I’ve always thought that if, on the fateful day when Colin Kaepernick chose to remain seated during the National Anthem in protest of police violence against black people, the media, zealous patriots, and angry white people, in general, would’ve just ignored him and not made such a big to-do about it, the NFL wouldn’t be plagued with the silent protests that gets their Star-Spangled underoos all in a bunch four years later. After all, it’s not as if he stood up in his seat and started kicking over Gatorade kegs while blasting NWA’s Fuck Tha Police through a loudspeaker. All he did was stay his ass seated.
But they rained down fire and brimstone (actually they rained down snowflakes, but that messes up dramatic effect) on the formal pro football player, prompting him to begin the notorious practice of taking a knee during the anthem; a trend even Jay-Z a.k.a. Sean “We’re Past Kneeling” Carter couldn’t quell. Nah bruh, we still at it.

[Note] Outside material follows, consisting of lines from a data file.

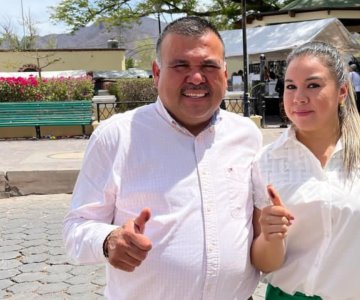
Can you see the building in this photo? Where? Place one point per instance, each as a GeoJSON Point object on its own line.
{"type": "Point", "coordinates": [346, 11]}
{"type": "Point", "coordinates": [62, 60]}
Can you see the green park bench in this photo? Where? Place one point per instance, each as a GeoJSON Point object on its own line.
{"type": "Point", "coordinates": [37, 114]}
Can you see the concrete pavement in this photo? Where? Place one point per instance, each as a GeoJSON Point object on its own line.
{"type": "Point", "coordinates": [33, 264]}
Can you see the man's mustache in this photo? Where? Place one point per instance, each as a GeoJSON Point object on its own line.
{"type": "Point", "coordinates": [193, 87]}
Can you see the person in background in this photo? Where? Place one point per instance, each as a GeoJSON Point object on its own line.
{"type": "Point", "coordinates": [306, 243]}
{"type": "Point", "coordinates": [355, 80]}
{"type": "Point", "coordinates": [279, 88]}
{"type": "Point", "coordinates": [164, 196]}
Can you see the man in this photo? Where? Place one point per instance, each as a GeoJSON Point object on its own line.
{"type": "Point", "coordinates": [165, 192]}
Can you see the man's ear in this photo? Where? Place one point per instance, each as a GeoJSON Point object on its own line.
{"type": "Point", "coordinates": [156, 72]}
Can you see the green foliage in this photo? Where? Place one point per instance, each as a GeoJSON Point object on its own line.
{"type": "Point", "coordinates": [54, 89]}
{"type": "Point", "coordinates": [224, 13]}
{"type": "Point", "coordinates": [135, 90]}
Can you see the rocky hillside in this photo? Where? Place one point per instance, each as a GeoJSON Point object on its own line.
{"type": "Point", "coordinates": [97, 36]}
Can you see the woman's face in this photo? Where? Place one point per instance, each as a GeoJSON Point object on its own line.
{"type": "Point", "coordinates": [311, 95]}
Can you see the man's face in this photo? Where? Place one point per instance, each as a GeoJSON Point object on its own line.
{"type": "Point", "coordinates": [192, 79]}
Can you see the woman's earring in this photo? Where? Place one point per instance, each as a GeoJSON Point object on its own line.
{"type": "Point", "coordinates": [342, 110]}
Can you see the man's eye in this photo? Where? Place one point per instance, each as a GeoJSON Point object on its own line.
{"type": "Point", "coordinates": [179, 67]}
{"type": "Point", "coordinates": [210, 68]}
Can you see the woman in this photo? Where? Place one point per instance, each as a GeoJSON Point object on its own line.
{"type": "Point", "coordinates": [307, 242]}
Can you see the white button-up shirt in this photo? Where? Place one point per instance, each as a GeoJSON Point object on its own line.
{"type": "Point", "coordinates": [200, 193]}
{"type": "Point", "coordinates": [323, 245]}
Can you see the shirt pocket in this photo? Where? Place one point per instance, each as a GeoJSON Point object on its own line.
{"type": "Point", "coordinates": [238, 187]}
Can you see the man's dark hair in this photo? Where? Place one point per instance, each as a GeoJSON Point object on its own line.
{"type": "Point", "coordinates": [189, 26]}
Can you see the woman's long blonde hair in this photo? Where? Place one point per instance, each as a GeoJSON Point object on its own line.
{"type": "Point", "coordinates": [349, 118]}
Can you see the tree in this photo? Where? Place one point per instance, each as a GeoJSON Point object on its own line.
{"type": "Point", "coordinates": [143, 53]}
{"type": "Point", "coordinates": [224, 13]}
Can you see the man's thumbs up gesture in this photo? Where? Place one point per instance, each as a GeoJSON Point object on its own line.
{"type": "Point", "coordinates": [275, 219]}
{"type": "Point", "coordinates": [127, 246]}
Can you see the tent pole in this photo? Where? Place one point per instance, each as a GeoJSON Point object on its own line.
{"type": "Point", "coordinates": [246, 96]}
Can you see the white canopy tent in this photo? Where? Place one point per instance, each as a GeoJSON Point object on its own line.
{"type": "Point", "coordinates": [45, 74]}
{"type": "Point", "coordinates": [276, 41]}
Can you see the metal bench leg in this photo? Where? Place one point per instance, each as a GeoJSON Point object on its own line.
{"type": "Point", "coordinates": [38, 133]}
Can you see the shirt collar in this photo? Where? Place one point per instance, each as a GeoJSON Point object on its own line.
{"type": "Point", "coordinates": [215, 119]}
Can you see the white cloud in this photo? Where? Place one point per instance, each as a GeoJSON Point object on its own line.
{"type": "Point", "coordinates": [38, 10]}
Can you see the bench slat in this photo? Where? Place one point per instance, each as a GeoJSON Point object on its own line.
{"type": "Point", "coordinates": [62, 113]}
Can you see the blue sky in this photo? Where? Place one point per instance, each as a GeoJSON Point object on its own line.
{"type": "Point", "coordinates": [39, 12]}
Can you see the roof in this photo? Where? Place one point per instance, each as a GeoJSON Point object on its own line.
{"type": "Point", "coordinates": [273, 38]}
{"type": "Point", "coordinates": [318, 4]}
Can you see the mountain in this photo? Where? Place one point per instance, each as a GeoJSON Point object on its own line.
{"type": "Point", "coordinates": [97, 36]}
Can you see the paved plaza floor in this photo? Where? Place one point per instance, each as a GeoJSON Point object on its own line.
{"type": "Point", "coordinates": [33, 263]}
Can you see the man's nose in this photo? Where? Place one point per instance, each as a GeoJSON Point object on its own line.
{"type": "Point", "coordinates": [195, 76]}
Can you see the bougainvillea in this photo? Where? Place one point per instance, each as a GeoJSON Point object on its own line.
{"type": "Point", "coordinates": [47, 89]}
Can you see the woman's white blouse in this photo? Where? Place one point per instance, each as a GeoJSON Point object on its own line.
{"type": "Point", "coordinates": [323, 245]}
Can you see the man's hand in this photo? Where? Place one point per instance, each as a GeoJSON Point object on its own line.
{"type": "Point", "coordinates": [275, 219]}
{"type": "Point", "coordinates": [127, 246]}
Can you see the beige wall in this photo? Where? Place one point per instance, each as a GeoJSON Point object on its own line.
{"type": "Point", "coordinates": [307, 16]}
{"type": "Point", "coordinates": [78, 59]}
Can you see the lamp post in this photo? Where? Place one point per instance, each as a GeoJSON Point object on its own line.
{"type": "Point", "coordinates": [246, 96]}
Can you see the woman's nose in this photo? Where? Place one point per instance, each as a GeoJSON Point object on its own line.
{"type": "Point", "coordinates": [300, 97]}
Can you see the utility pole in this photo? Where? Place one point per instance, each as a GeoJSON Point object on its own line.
{"type": "Point", "coordinates": [23, 21]}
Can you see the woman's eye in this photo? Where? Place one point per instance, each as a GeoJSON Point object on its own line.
{"type": "Point", "coordinates": [313, 85]}
{"type": "Point", "coordinates": [290, 87]}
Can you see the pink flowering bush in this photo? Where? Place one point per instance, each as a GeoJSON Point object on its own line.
{"type": "Point", "coordinates": [46, 89]}
{"type": "Point", "coordinates": [19, 89]}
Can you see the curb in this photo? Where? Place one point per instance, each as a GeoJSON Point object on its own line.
{"type": "Point", "coordinates": [39, 182]}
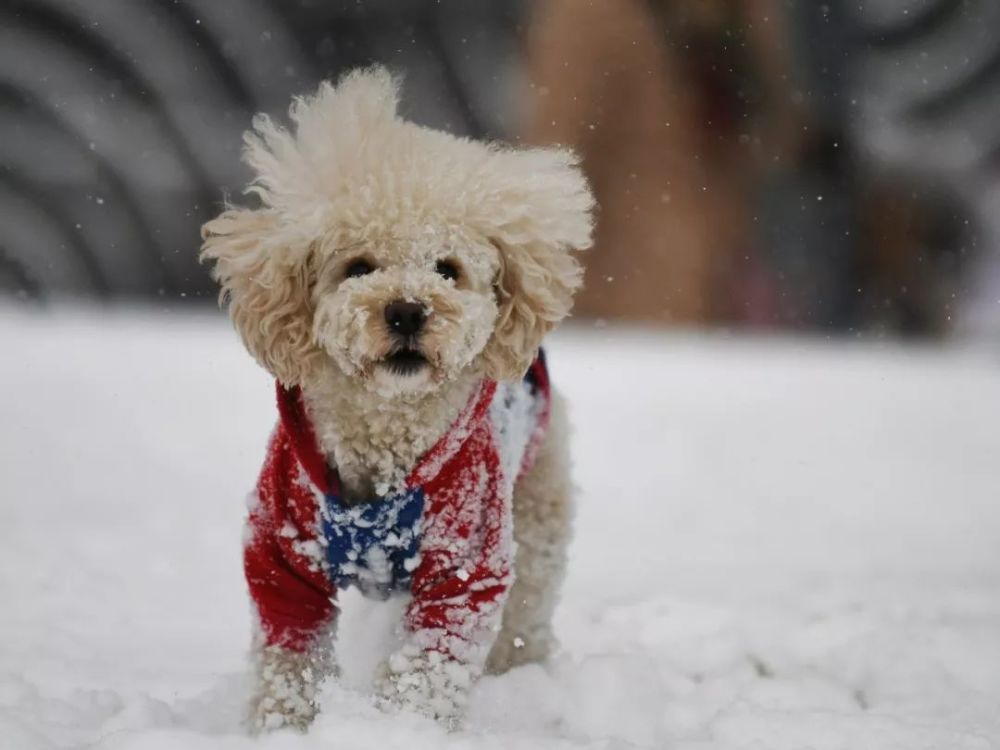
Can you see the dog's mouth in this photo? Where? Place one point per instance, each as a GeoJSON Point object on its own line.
{"type": "Point", "coordinates": [405, 362]}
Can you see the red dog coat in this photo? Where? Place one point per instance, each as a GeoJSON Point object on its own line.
{"type": "Point", "coordinates": [446, 536]}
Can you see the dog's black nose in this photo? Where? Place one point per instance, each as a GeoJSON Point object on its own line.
{"type": "Point", "coordinates": [405, 318]}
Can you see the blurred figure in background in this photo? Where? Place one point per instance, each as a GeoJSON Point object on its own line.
{"type": "Point", "coordinates": [721, 138]}
{"type": "Point", "coordinates": [677, 108]}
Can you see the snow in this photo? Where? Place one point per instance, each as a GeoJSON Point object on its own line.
{"type": "Point", "coordinates": [781, 543]}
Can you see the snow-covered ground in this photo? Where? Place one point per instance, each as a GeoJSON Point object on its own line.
{"type": "Point", "coordinates": [780, 544]}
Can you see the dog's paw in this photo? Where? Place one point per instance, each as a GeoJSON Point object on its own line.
{"type": "Point", "coordinates": [514, 651]}
{"type": "Point", "coordinates": [426, 682]}
{"type": "Point", "coordinates": [286, 693]}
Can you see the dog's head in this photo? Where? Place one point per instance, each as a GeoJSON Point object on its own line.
{"type": "Point", "coordinates": [399, 254]}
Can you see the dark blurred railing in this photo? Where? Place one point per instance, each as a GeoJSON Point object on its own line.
{"type": "Point", "coordinates": [121, 119]}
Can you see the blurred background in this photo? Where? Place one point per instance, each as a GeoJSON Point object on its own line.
{"type": "Point", "coordinates": [824, 166]}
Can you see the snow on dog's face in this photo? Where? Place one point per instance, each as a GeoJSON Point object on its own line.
{"type": "Point", "coordinates": [398, 254]}
{"type": "Point", "coordinates": [407, 313]}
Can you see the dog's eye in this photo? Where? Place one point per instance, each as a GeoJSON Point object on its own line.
{"type": "Point", "coordinates": [447, 269]}
{"type": "Point", "coordinates": [358, 268]}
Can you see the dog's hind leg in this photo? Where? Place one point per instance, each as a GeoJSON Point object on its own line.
{"type": "Point", "coordinates": [542, 518]}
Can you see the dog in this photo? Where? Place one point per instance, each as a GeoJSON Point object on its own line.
{"type": "Point", "coordinates": [397, 282]}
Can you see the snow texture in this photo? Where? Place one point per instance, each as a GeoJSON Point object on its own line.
{"type": "Point", "coordinates": [779, 544]}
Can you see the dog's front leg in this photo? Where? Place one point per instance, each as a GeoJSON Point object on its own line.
{"type": "Point", "coordinates": [451, 626]}
{"type": "Point", "coordinates": [287, 684]}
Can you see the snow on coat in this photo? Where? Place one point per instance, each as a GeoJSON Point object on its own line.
{"type": "Point", "coordinates": [446, 535]}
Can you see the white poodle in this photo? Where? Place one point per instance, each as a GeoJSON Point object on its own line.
{"type": "Point", "coordinates": [397, 281]}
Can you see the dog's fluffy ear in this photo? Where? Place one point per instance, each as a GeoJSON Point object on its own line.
{"type": "Point", "coordinates": [539, 218]}
{"type": "Point", "coordinates": [266, 283]}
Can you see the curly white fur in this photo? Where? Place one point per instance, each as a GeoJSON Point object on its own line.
{"type": "Point", "coordinates": [353, 182]}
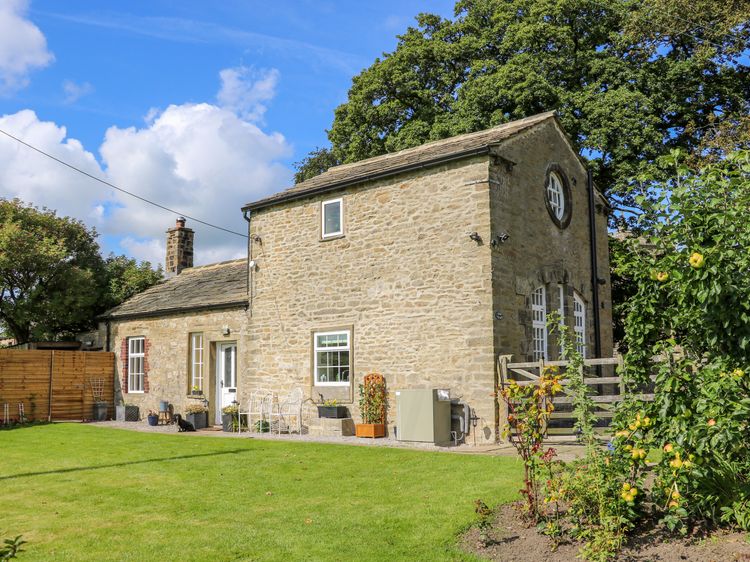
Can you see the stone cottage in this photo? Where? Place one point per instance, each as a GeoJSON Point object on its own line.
{"type": "Point", "coordinates": [423, 265]}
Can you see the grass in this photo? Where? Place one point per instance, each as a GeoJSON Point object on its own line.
{"type": "Point", "coordinates": [79, 492]}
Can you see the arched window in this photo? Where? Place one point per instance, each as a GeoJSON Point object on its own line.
{"type": "Point", "coordinates": [579, 323]}
{"type": "Point", "coordinates": [539, 324]}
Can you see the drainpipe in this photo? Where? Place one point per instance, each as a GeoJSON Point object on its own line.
{"type": "Point", "coordinates": [594, 265]}
{"type": "Point", "coordinates": [246, 216]}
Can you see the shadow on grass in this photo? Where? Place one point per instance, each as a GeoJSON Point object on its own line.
{"type": "Point", "coordinates": [117, 464]}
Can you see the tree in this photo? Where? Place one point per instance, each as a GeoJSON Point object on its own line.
{"type": "Point", "coordinates": [630, 80]}
{"type": "Point", "coordinates": [125, 277]}
{"type": "Point", "coordinates": [53, 281]}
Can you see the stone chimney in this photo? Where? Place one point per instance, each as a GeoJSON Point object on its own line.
{"type": "Point", "coordinates": [179, 248]}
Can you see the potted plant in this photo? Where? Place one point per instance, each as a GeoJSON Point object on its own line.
{"type": "Point", "coordinates": [100, 411]}
{"type": "Point", "coordinates": [197, 414]}
{"type": "Point", "coordinates": [229, 417]}
{"type": "Point", "coordinates": [372, 404]}
{"type": "Point", "coordinates": [331, 409]}
{"type": "Point", "coordinates": [127, 412]}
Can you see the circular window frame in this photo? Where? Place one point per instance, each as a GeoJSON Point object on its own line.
{"type": "Point", "coordinates": [556, 169]}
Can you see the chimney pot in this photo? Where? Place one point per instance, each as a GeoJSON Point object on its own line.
{"type": "Point", "coordinates": [179, 248]}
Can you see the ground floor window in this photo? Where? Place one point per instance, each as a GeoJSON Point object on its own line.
{"type": "Point", "coordinates": [579, 323]}
{"type": "Point", "coordinates": [196, 361]}
{"type": "Point", "coordinates": [136, 364]}
{"type": "Point", "coordinates": [332, 354]}
{"type": "Point", "coordinates": [539, 324]}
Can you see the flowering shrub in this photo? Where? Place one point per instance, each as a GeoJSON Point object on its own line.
{"type": "Point", "coordinates": [529, 409]}
{"type": "Point", "coordinates": [690, 308]}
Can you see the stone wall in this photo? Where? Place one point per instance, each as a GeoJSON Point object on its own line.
{"type": "Point", "coordinates": [405, 278]}
{"type": "Point", "coordinates": [537, 251]}
{"type": "Point", "coordinates": [168, 355]}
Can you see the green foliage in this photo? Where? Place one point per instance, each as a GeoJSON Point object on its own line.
{"type": "Point", "coordinates": [53, 281]}
{"type": "Point", "coordinates": [125, 277]}
{"type": "Point", "coordinates": [11, 548]}
{"type": "Point", "coordinates": [602, 492]}
{"type": "Point", "coordinates": [372, 399]}
{"type": "Point", "coordinates": [691, 311]}
{"type": "Point", "coordinates": [615, 70]}
{"type": "Point", "coordinates": [529, 410]}
{"type": "Point", "coordinates": [314, 164]}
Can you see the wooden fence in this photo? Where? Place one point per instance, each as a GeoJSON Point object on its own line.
{"type": "Point", "coordinates": [54, 385]}
{"type": "Point", "coordinates": [601, 373]}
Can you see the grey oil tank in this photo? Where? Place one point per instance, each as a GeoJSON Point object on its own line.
{"type": "Point", "coordinates": [423, 415]}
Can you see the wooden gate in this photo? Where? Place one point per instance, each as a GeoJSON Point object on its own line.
{"type": "Point", "coordinates": [602, 374]}
{"type": "Point", "coordinates": [55, 385]}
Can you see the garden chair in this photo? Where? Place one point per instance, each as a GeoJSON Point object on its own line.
{"type": "Point", "coordinates": [286, 415]}
{"type": "Point", "coordinates": [258, 411]}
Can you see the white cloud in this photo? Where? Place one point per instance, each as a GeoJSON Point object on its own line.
{"type": "Point", "coordinates": [246, 91]}
{"type": "Point", "coordinates": [23, 47]}
{"type": "Point", "coordinates": [202, 160]}
{"type": "Point", "coordinates": [74, 92]}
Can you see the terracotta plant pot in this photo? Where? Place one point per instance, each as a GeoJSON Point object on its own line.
{"type": "Point", "coordinates": [371, 430]}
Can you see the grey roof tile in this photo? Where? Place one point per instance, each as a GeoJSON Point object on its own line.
{"type": "Point", "coordinates": [208, 286]}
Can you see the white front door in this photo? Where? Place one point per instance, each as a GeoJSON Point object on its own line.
{"type": "Point", "coordinates": [226, 376]}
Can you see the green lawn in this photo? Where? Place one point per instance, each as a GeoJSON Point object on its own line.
{"type": "Point", "coordinates": [79, 492]}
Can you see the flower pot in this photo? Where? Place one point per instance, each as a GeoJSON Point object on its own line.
{"type": "Point", "coordinates": [127, 413]}
{"type": "Point", "coordinates": [199, 420]}
{"type": "Point", "coordinates": [227, 422]}
{"type": "Point", "coordinates": [371, 430]}
{"type": "Point", "coordinates": [100, 411]}
{"type": "Point", "coordinates": [332, 412]}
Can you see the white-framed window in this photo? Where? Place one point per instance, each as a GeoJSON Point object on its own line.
{"type": "Point", "coordinates": [332, 218]}
{"type": "Point", "coordinates": [561, 312]}
{"type": "Point", "coordinates": [539, 324]}
{"type": "Point", "coordinates": [196, 361]}
{"type": "Point", "coordinates": [136, 364]}
{"type": "Point", "coordinates": [579, 323]}
{"type": "Point", "coordinates": [556, 196]}
{"type": "Point", "coordinates": [332, 358]}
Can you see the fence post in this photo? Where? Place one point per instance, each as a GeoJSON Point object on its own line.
{"type": "Point", "coordinates": [49, 393]}
{"type": "Point", "coordinates": [501, 374]}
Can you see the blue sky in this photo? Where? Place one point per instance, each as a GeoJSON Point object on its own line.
{"type": "Point", "coordinates": [200, 106]}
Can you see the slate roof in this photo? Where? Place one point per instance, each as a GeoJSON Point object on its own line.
{"type": "Point", "coordinates": [215, 286]}
{"type": "Point", "coordinates": [390, 164]}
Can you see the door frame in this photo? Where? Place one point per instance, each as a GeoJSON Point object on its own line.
{"type": "Point", "coordinates": [220, 376]}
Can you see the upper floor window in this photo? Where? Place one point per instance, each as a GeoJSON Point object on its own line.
{"type": "Point", "coordinates": [557, 196]}
{"type": "Point", "coordinates": [539, 324]}
{"type": "Point", "coordinates": [332, 216]}
{"type": "Point", "coordinates": [136, 364]}
{"type": "Point", "coordinates": [579, 323]}
{"type": "Point", "coordinates": [331, 358]}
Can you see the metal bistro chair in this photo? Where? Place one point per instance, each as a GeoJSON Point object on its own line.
{"type": "Point", "coordinates": [258, 411]}
{"type": "Point", "coordinates": [288, 413]}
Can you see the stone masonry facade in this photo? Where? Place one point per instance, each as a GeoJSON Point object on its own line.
{"type": "Point", "coordinates": [432, 278]}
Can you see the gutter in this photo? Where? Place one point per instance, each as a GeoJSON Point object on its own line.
{"type": "Point", "coordinates": [594, 265]}
{"type": "Point", "coordinates": [295, 195]}
{"type": "Point", "coordinates": [176, 310]}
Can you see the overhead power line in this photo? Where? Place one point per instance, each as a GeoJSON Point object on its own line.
{"type": "Point", "coordinates": [113, 186]}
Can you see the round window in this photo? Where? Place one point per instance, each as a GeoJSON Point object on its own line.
{"type": "Point", "coordinates": [557, 196]}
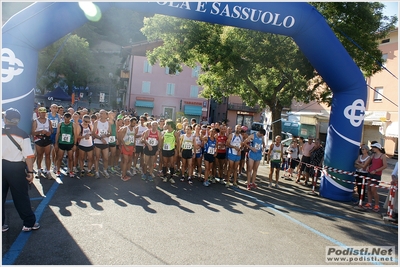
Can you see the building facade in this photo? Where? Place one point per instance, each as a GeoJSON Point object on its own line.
{"type": "Point", "coordinates": [382, 112]}
{"type": "Point", "coordinates": [234, 111]}
{"type": "Point", "coordinates": [381, 115]}
{"type": "Point", "coordinates": [153, 89]}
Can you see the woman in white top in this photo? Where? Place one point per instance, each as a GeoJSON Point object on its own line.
{"type": "Point", "coordinates": [293, 157]}
{"type": "Point", "coordinates": [361, 164]}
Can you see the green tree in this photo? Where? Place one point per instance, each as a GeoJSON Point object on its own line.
{"type": "Point", "coordinates": [262, 68]}
{"type": "Point", "coordinates": [65, 61]}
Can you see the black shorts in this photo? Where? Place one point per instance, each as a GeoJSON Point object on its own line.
{"type": "Point", "coordinates": [221, 155]}
{"type": "Point", "coordinates": [101, 146]}
{"type": "Point", "coordinates": [45, 141]}
{"type": "Point", "coordinates": [374, 176]}
{"type": "Point", "coordinates": [139, 150]}
{"type": "Point", "coordinates": [243, 155]}
{"type": "Point", "coordinates": [168, 153]}
{"type": "Point", "coordinates": [187, 153]}
{"type": "Point", "coordinates": [65, 147]}
{"type": "Point", "coordinates": [153, 151]}
{"type": "Point", "coordinates": [86, 148]}
{"type": "Point", "coordinates": [303, 166]}
{"type": "Point", "coordinates": [293, 163]}
{"type": "Point", "coordinates": [209, 157]}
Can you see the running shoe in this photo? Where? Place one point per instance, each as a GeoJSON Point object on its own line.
{"type": "Point", "coordinates": [368, 206]}
{"type": "Point", "coordinates": [48, 175]}
{"type": "Point", "coordinates": [28, 229]}
{"type": "Point", "coordinates": [5, 228]}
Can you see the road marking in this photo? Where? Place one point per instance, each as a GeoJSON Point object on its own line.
{"type": "Point", "coordinates": [273, 207]}
{"type": "Point", "coordinates": [19, 243]}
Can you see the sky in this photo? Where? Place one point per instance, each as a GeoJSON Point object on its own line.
{"type": "Point", "coordinates": [392, 8]}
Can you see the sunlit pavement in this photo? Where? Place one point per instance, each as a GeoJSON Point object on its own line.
{"type": "Point", "coordinates": [112, 222]}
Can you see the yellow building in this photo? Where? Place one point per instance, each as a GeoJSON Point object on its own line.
{"type": "Point", "coordinates": [382, 111]}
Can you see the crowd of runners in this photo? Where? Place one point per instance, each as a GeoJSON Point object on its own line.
{"type": "Point", "coordinates": [127, 145]}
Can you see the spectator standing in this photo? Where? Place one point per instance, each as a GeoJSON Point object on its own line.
{"type": "Point", "coordinates": [275, 156]}
{"type": "Point", "coordinates": [41, 131]}
{"type": "Point", "coordinates": [255, 144]}
{"type": "Point", "coordinates": [316, 159]}
{"type": "Point", "coordinates": [361, 166]}
{"type": "Point", "coordinates": [305, 160]}
{"type": "Point", "coordinates": [17, 170]}
{"type": "Point", "coordinates": [377, 165]}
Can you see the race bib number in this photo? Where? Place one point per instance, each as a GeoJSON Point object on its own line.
{"type": "Point", "coordinates": [276, 156]}
{"type": "Point", "coordinates": [66, 137]}
{"type": "Point", "coordinates": [152, 141]}
{"type": "Point", "coordinates": [131, 139]}
{"type": "Point", "coordinates": [187, 145]}
{"type": "Point", "coordinates": [167, 147]}
{"type": "Point", "coordinates": [211, 150]}
{"type": "Point", "coordinates": [54, 124]}
{"type": "Point", "coordinates": [103, 132]}
{"type": "Point", "coordinates": [139, 142]}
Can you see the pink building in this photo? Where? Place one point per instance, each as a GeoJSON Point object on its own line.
{"type": "Point", "coordinates": [154, 90]}
{"type": "Point", "coordinates": [381, 115]}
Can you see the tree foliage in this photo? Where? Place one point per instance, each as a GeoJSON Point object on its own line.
{"type": "Point", "coordinates": [65, 61]}
{"type": "Point", "coordinates": [264, 68]}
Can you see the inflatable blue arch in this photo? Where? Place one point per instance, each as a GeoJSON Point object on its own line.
{"type": "Point", "coordinates": [43, 23]}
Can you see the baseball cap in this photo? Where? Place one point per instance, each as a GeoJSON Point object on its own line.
{"type": "Point", "coordinates": [12, 114]}
{"type": "Point", "coordinates": [377, 145]}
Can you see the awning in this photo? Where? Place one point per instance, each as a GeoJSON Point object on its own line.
{"type": "Point", "coordinates": [146, 104]}
{"type": "Point", "coordinates": [193, 110]}
{"type": "Point", "coordinates": [393, 130]}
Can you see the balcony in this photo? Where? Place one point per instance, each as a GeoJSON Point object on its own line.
{"type": "Point", "coordinates": [243, 107]}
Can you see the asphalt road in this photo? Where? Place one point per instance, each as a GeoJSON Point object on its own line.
{"type": "Point", "coordinates": [111, 222]}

Former Minnesota Teacher of the Year Kelly D. Holstine decided to carry on the tradition when she took a knee during the anthem at a college football national championship game attended by President Donald Trump and First Lady Melania Trump.
Holstine was named Minnesota Teacher of the Year in May 2018. She was among a number of acclaimed teachers being honored at the game between Louisiana State University and Clemson University in New Orleans on Monday night.
The educator later took to Twitter to speak on it saying she chose to kneel because she had a “platform to stand up for marginalized and oppressed people.”
“Like many before, I respectfully kneeled during Nat’l Anthem because, ‘No one is free until we are all free’ (MLK).”
Holstine told the Hill that she knew ahead of time that Trump would be at the game so this was no spontaneous decision.
“I think that the current environment that is being created and has been created in his tenure definitely adds to my feelings of wanting to support individuals who are not being supported,” she said. “I really feel like our country is not serving the needs of all its inhabitants … so many humans right now that are not being given the respect and the rights that they deserve.”
“I work with a lot of students who face discrimination and prejudice every day of their lives. My frustration with the current administration are the messages and the actions and the policies and the words about the population of students I work with. It impacts them, and it hurts them. It impacts them both in their hearts, and it hurts them in the world because they have to deal with the fallout of all that discrimination.”
Holstine, who now serves as the director of educational equity at Outfront Minnesota, an LGBTQ advocacy organization, was speaking about the work she did at an alternative high school in Shakopee, Minn., where she taught English.
Last week, she delivered a TED-Ed Educator Talk, where she argued that it was “not enough for educators to be just allies, we need them to be advocates too.”
Perhaps this taking the knee was her doing just a little bit of practicing what she preaches.